Marie Thérèse, comme Barbe bleue, avait sept filles.
L'aînée s'appelait Jacqueline, comme sa grand-mère, parce qu'elle était née à l'époque où Marie Thérèse était encore fermement cornaquée par sa belle-mère (je vous parle d'un temps où il y avait encore des oies blanches).
Les prénoms des six plus jeunes témoignaient de son émancipation à la mort de celle-ci. Les petites, en effet, portaient toutes des noms de fleurs : Pervenche, Violette, Myrtille, Rose, Marguerite, et Garance.
C'est que leur Maman était une incorrigible romantique, pire, une romantique pratiquante. Dès que son bouquet de filles était parti à l'école, elle se précipitait sur son livre (Delly, ou Guy Des Cars, où les héroïnes ont les yeux mauves), et le jeudi son journal chéri.
Elle partageait celui-ci avec ma grand-mère. Mémé découpait la recette et le modèle de tricot, et portait ce qui restait à Marie Thérèse, qui dévorait les deux romans photos. Chaque semaine il y en avait un complet, et l'autre sous forme de feuilleton débité en tranches.

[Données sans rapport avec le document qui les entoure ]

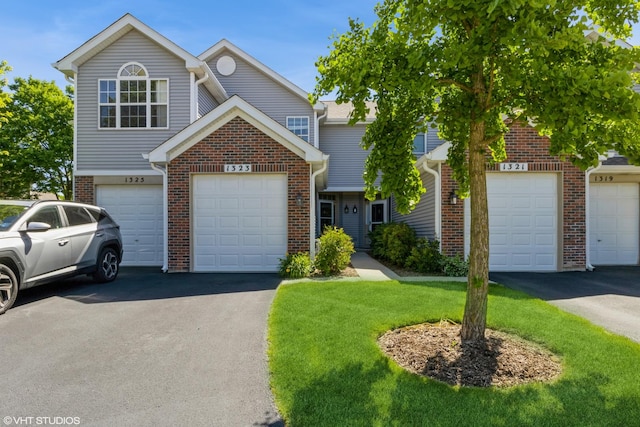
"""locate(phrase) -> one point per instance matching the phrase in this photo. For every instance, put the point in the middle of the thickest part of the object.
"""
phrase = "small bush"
(425, 257)
(455, 266)
(296, 266)
(393, 242)
(334, 254)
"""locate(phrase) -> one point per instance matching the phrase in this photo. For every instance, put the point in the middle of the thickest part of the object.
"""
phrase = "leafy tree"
(38, 138)
(4, 99)
(466, 65)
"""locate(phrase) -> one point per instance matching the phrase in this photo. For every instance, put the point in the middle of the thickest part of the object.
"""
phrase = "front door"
(326, 214)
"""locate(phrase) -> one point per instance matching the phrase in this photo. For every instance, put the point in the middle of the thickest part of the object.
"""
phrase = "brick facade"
(524, 145)
(236, 142)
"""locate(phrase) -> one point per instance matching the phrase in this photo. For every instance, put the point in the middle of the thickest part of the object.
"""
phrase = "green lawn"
(327, 370)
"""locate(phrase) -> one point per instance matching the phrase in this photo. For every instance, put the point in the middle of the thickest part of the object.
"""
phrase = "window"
(133, 100)
(299, 126)
(48, 215)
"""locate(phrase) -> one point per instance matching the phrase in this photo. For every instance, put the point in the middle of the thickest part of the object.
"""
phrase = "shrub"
(296, 266)
(425, 257)
(393, 242)
(455, 266)
(334, 253)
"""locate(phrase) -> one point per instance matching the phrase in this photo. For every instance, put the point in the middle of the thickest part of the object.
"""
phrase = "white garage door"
(523, 222)
(240, 222)
(614, 224)
(138, 211)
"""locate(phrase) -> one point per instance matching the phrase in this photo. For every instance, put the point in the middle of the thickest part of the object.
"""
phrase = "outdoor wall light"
(453, 198)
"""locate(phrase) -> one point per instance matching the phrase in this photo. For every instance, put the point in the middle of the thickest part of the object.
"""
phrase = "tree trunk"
(475, 310)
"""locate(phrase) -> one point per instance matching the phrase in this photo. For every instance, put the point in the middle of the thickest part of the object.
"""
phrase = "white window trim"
(308, 135)
(147, 103)
(419, 153)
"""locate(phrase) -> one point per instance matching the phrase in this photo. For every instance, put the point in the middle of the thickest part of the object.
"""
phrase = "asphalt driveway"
(149, 349)
(608, 296)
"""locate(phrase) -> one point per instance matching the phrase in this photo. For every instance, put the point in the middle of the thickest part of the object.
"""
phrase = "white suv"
(42, 241)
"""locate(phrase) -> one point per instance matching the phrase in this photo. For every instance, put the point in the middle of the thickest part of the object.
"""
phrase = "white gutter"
(312, 206)
(165, 213)
(587, 216)
(438, 218)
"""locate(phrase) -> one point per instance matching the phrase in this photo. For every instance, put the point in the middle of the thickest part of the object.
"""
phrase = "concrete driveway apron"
(149, 349)
(608, 296)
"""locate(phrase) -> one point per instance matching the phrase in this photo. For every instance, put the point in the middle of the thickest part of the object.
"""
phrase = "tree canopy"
(470, 67)
(37, 139)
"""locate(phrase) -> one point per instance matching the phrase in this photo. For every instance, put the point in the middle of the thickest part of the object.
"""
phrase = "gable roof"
(224, 44)
(215, 119)
(70, 63)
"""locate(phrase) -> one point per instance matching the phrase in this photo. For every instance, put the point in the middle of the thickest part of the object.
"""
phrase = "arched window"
(133, 100)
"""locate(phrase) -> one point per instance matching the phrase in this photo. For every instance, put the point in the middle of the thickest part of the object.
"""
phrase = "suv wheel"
(8, 288)
(107, 266)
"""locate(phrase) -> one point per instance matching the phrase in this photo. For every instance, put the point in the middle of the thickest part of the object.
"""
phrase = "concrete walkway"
(370, 269)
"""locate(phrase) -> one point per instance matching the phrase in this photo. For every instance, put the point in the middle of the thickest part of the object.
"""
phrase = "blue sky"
(287, 36)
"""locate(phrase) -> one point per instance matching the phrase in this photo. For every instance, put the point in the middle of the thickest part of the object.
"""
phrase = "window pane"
(107, 117)
(158, 91)
(418, 144)
(299, 126)
(107, 91)
(133, 116)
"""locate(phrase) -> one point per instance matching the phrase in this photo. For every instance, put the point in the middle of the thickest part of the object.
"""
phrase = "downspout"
(75, 136)
(195, 105)
(312, 206)
(438, 197)
(587, 216)
(165, 215)
(316, 136)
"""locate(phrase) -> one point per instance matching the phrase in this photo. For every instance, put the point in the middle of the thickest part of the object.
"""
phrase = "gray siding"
(206, 102)
(263, 93)
(423, 217)
(346, 164)
(117, 149)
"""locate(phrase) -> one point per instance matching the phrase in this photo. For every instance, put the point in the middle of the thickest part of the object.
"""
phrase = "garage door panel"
(251, 222)
(138, 210)
(614, 233)
(518, 220)
(523, 221)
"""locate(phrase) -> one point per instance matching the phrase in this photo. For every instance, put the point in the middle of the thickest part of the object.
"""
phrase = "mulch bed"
(435, 351)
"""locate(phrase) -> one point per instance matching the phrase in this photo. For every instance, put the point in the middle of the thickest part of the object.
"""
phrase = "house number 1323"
(134, 179)
(237, 168)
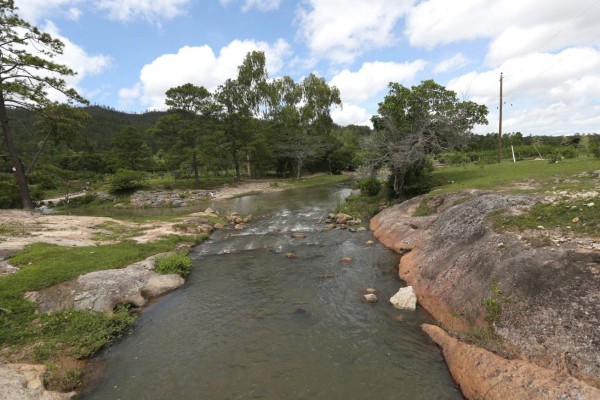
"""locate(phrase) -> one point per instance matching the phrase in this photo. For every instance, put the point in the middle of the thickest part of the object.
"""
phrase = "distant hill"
(104, 124)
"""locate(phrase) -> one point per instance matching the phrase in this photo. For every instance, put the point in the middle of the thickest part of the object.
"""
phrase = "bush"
(125, 180)
(369, 186)
(568, 152)
(177, 263)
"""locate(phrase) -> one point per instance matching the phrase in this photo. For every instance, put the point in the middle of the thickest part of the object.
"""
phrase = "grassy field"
(49, 338)
(535, 175)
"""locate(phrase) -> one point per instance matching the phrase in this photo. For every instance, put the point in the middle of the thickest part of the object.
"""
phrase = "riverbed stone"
(158, 285)
(405, 299)
(370, 298)
(101, 291)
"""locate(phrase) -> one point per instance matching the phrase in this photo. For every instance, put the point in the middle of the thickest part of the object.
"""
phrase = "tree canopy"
(414, 123)
(28, 78)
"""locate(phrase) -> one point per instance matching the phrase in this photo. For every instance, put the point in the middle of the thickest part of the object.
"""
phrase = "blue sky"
(129, 52)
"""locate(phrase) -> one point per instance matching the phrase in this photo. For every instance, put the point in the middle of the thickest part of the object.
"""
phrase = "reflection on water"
(252, 324)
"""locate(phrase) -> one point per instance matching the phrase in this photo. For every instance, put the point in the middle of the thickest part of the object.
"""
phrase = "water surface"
(252, 324)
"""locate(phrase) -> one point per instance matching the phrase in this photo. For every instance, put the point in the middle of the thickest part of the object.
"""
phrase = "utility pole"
(500, 124)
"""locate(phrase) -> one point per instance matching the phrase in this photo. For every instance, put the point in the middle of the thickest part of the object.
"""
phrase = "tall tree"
(414, 123)
(301, 113)
(130, 150)
(190, 111)
(26, 76)
(243, 99)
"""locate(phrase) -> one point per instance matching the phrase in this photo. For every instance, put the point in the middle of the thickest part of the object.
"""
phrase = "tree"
(190, 110)
(301, 113)
(130, 150)
(26, 77)
(243, 99)
(414, 123)
(59, 122)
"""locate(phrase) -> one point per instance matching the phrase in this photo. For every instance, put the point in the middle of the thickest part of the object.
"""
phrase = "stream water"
(252, 324)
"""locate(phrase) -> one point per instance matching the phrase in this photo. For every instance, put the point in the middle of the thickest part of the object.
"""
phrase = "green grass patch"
(424, 209)
(110, 230)
(506, 174)
(14, 229)
(578, 216)
(178, 263)
(80, 333)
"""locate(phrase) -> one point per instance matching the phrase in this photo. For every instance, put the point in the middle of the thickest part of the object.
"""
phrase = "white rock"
(370, 298)
(405, 299)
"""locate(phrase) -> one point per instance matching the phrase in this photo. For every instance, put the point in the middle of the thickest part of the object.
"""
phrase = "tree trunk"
(236, 161)
(195, 167)
(248, 165)
(14, 158)
(37, 155)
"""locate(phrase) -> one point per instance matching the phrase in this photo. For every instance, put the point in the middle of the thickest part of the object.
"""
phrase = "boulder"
(160, 284)
(405, 299)
(370, 298)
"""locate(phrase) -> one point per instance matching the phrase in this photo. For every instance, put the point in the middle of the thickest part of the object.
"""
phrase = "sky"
(128, 53)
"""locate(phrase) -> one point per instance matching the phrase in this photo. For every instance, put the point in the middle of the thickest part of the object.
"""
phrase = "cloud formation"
(341, 30)
(198, 65)
(373, 77)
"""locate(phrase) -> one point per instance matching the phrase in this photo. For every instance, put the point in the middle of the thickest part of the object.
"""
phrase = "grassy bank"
(26, 336)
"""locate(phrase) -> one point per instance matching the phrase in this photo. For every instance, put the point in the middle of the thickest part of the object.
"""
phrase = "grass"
(574, 215)
(26, 335)
(506, 174)
(114, 231)
(424, 209)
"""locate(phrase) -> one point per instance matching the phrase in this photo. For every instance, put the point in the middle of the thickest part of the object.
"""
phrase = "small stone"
(370, 298)
(405, 299)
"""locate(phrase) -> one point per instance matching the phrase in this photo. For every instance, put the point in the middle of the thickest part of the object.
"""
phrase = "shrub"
(568, 152)
(369, 186)
(177, 263)
(125, 180)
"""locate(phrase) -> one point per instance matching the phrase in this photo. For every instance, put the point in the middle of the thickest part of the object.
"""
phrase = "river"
(250, 323)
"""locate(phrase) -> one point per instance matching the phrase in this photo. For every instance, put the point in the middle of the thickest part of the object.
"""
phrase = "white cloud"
(77, 58)
(455, 62)
(351, 114)
(150, 10)
(372, 77)
(35, 11)
(262, 5)
(544, 93)
(198, 65)
(340, 30)
(515, 27)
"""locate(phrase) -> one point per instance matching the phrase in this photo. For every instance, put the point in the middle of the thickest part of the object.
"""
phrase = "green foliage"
(178, 263)
(578, 216)
(369, 186)
(85, 333)
(43, 265)
(9, 195)
(125, 180)
(424, 209)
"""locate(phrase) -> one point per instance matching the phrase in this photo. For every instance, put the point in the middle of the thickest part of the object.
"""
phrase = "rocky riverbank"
(537, 303)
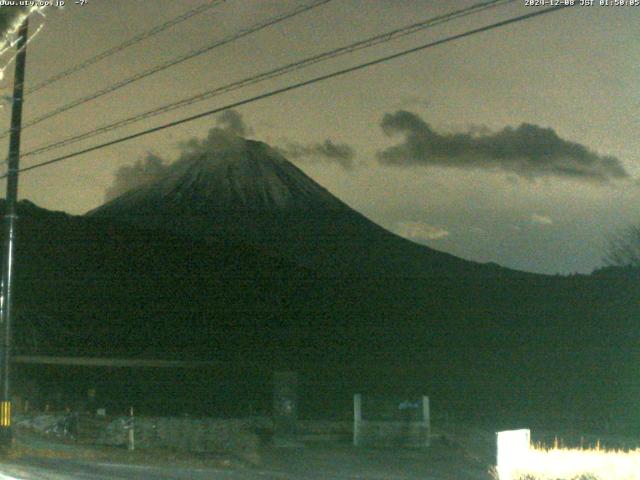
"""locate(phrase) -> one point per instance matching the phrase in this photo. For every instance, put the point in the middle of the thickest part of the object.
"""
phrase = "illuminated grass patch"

C'était ce dernier qui la tenait en haleine : comment supporter d'attendre une semaine alors qu'une vénéneuse cherchait à séparer Fabio et Eléna ? ou que la pauvre et courageuse Camille venait d'apprendre que le châtelain était son véritable père ?
Mais ne croyez pas que Marie-Thérèse était une paresseuse, loin de là ! Même feue sa belle-mère n'aurait pu lui faire ce grief.
D'une main notre rêveuse tenait son livre ou son journal, et de l'autre elle lavait, touillait, pliait, berçait un bébé quand il y en avait un.
Marcel lui avait même construit, avec des chutes de moulures électriques, un ingénieux portique sur lequel elle pouvait fixer son journal avec des pinces à linge, ce qui lui laissait les deux mains libres pour éplucher ou repasser... (je vous parle d'un temps où la télé n'existait pas).
L'après-midi, elle vibrait en écoutant dans le poste " le passe-temps des dames et des demoiselles " ; de beaux comédiens y lisaient "la Chartreuse de Parme" ou " la fleuriste du Trianon", roman qui lui avait donné l'idée des prénoms de fleurs.
Elle était bien heureuse avec son Marcel. Ce n'était pas vraiment ce brave homme qui la tenait dans ses bras, mais le prince Vassili, ou Alejandro, le violoniste à la recherche depuis vingt ans de son frère jumeau englouti dans la révolution...
Mais chacun y trouvait son compte.
Marcel de son côté rêvait à des lendemains qui chantent, et était comblé entre les réunions de cellule, le foot, ses filles fleurs et sa femme toujours souriante.
Peu après qu'il eut été écrabouillé par un bloc de pierre dans la carrière où il travaillait, Marie Thérèse confia à ma grand-mère qu'elle allait partir avec des gitans, pour danser autour du feu.
Puis elle disparut. Myrtille ou Pervenche informait l'un ou l'autre des rares visiteurs éventuels qu'elle était partie faire des courses, ou en vacances à Paris chez sa sœur… Comme on l'apercevait parfois à la fenêtre du haut, les petites filles fleurs réussirent à cacher pendant presque un an que leur mère avait "perdu la tête". Elles ne voulaient pas la perdre, et donnaient un tour de clé lorsqu'elles partaient à l'école, se débrouillant entre ce qui restait du potager, les poules, et les réserves de conserves pour trouver à manger.
Jusqu'à ce que les maîtresses, le facteur, et ma grand-mère finissent par comprendre ce qui se passait.
On l'emmena à l'hospice, parce que l'époque n'était pas aux fioritures psychologiques, et les petites filles fleurs furent dispersées.